Wanna know what is actually irritating? People who lack basic understanding of computer-security making dumb comments which are incorrect 99/100 cases, and then act smug when that 100th time happens to be somewhat correct.

 

Not all password managers are the same. I think it is ridiculous to say that they are. It's like saying all cars are the same, or all games are the same. Of course they are not the same.

Password managers are not "inherently secure". Security is not binary, and certain things have both strengths and drawbacks. What's important is weighting the benefits vs the drawbacks, and implementing things that minimizes the risks that comes with the drawbacks.

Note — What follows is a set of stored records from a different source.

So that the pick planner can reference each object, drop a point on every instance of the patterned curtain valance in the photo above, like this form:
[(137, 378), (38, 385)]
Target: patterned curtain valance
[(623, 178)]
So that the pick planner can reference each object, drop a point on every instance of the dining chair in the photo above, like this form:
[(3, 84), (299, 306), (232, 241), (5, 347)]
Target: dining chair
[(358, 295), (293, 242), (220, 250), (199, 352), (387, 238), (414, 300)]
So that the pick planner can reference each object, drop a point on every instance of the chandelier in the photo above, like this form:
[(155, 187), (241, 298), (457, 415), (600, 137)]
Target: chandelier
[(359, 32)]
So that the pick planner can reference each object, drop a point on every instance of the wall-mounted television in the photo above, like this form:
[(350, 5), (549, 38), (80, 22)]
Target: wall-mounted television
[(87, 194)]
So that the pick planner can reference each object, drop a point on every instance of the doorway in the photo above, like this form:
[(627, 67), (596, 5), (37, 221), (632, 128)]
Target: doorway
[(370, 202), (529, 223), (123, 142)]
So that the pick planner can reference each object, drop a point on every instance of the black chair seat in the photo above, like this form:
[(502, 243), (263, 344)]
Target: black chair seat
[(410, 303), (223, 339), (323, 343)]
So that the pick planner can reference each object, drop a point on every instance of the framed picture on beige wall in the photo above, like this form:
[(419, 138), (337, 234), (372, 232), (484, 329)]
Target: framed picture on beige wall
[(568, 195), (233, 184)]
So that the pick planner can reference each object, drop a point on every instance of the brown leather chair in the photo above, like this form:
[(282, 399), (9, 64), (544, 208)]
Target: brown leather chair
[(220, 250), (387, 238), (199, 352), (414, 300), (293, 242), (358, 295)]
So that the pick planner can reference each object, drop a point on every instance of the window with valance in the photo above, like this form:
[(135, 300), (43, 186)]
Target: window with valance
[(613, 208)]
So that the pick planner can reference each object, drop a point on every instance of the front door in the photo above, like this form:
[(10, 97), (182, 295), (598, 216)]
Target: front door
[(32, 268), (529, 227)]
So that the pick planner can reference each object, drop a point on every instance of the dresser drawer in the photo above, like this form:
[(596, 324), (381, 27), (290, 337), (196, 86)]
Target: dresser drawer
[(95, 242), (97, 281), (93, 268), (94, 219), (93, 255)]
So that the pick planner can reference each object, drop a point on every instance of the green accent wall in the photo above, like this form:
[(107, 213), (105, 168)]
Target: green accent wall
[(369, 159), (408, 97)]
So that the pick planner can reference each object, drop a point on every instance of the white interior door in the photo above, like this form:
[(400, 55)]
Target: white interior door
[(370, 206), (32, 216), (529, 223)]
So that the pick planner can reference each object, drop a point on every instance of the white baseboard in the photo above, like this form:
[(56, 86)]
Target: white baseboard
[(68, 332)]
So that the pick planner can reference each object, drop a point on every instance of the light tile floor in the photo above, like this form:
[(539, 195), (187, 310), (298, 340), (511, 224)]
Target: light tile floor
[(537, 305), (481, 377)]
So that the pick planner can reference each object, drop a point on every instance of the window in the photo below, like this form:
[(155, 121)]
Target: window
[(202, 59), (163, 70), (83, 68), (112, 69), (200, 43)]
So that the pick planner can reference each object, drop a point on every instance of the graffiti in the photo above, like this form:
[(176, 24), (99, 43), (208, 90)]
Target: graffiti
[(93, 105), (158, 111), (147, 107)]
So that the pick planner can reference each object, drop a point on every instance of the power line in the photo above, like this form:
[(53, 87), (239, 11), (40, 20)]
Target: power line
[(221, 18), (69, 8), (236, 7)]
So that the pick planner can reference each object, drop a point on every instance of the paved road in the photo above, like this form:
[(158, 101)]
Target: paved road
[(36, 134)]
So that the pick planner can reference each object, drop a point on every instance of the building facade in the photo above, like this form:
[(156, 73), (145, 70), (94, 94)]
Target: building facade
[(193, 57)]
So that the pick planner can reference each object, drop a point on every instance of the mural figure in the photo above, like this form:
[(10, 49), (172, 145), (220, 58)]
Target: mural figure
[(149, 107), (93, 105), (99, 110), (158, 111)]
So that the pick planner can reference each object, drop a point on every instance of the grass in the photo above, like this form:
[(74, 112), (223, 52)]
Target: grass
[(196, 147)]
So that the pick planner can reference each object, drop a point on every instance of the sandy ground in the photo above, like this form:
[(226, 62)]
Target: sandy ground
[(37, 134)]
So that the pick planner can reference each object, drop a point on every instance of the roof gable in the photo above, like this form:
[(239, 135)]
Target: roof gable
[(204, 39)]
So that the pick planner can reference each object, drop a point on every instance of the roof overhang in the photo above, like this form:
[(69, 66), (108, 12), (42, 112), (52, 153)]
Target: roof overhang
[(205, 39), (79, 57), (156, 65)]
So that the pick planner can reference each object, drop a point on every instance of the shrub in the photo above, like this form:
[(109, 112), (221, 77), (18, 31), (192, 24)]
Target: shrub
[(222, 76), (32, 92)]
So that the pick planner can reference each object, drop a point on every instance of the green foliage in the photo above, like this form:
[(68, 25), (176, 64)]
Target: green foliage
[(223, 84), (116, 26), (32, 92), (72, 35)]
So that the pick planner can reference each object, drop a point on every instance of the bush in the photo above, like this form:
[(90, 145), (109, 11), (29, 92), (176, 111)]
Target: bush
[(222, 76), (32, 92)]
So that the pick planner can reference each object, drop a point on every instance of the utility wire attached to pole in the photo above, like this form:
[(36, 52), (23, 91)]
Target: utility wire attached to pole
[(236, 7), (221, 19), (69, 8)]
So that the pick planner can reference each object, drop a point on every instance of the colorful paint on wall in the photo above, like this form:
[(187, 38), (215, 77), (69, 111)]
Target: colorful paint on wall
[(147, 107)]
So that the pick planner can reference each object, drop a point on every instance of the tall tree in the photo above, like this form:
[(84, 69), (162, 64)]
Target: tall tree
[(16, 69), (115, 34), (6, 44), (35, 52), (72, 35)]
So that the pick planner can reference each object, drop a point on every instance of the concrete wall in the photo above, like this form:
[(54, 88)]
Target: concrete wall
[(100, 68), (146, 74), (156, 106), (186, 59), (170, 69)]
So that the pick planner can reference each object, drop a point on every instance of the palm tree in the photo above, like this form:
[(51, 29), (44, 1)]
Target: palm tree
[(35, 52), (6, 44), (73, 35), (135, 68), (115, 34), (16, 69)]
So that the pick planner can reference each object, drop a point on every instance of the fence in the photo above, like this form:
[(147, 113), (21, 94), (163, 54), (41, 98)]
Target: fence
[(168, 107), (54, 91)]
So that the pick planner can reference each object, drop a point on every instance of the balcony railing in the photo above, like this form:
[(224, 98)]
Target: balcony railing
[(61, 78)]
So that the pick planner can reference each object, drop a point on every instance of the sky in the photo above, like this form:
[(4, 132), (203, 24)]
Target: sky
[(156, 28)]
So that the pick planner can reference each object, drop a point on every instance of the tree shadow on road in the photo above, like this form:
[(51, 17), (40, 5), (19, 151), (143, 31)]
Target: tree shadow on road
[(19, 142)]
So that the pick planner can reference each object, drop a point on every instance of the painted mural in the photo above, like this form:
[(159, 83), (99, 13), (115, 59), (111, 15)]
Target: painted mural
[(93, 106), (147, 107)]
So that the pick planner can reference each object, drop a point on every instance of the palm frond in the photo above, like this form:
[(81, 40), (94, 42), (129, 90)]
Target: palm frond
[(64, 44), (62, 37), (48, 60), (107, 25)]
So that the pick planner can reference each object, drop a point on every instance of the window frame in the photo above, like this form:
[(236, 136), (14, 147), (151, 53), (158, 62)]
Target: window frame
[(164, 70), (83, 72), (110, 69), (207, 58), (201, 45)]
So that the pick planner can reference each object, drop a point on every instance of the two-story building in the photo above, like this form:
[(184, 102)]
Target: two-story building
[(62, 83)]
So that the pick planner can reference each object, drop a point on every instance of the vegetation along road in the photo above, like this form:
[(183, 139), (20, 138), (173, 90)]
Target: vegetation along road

Not sure how all password managers are unreliable, and I especially don't see why all password managers would be more unreliable than for example pen+paper or just remembering passwords in your head.

[Donut417]

2 hours ago, Mark Kaine said:

what i find amusing, funny, weird (and ultimately irritating) is how they go from one key logger pass service to another saying its the best thing ever, not realizing that they're all the same, inherently unsecure, unreliable,  jank. 

 

 

Not all these services are the same however. While Bitwarden can store passwords on the cloud, which is how I currently use it. You can also store your password database locally. There are similar password managers that do this as well. The reason the Lastpass thing is so bad was because its a cloud based solution, also some people were down right dumb and stored their 2FA backup keys as well as other information in last pass. When I used Last Pass I never stored any other info besides my passwords, Name, Address and Phone number. My name, address and phone number have been leaked countless times by other hacks. 

 

To me the biggest take aways from this is cloud based password managers are probably a bad idea. Now hosting a pass word database locally is likely fine, because its not like the average hacker is going to hack in to a persons home network to get passwords when they can hack in to a corporate network and get accounts from many people at once. 

 

I for one am thinking about bringing my database local, maybe investing in to Yubikey's.  

[Dominik W]

On 1/15/2023 at 1:20 AM, Proud Cipher said:

In fact I've gone ahead and got a year of premium for Bitwarden. Transferring everything over from LastPass was extremely simple and the software and interfaces are pretty good, not quite as polished as LastPass though. The way it handles TOTP is a little jank.

When LastPass pulled their weird-ass "one device" policy for free accounts, I jumped ship over to Bitwarden and I haven't looked back. It works like a gem, and I can't recommend it enough. I'm glad you joined the club! (I use the free version)

[Godlygamer23]

4 hours ago, mr moose said:

And people laugh at me for using a pen and paper.  The term "putting all your eggs in one basket"  sounds fairly apt here.

At this point, I store most of my passwords on my iPhone in the Passwords section, as well as Cryptical, and my phone is set to automatically completely erase itself after around 10 attempts of trying to get into it. I have never used a password manager in my life lol.

[mononymous]

My LastPass subscription was ending in 2 months so I made the switch to Bitwarden. 

I would like to use an external key but I'm super forgetful with where I place my things. So I'm afraid I will lose it.

Wish there was a FIDO2 compliant bio implant on the market.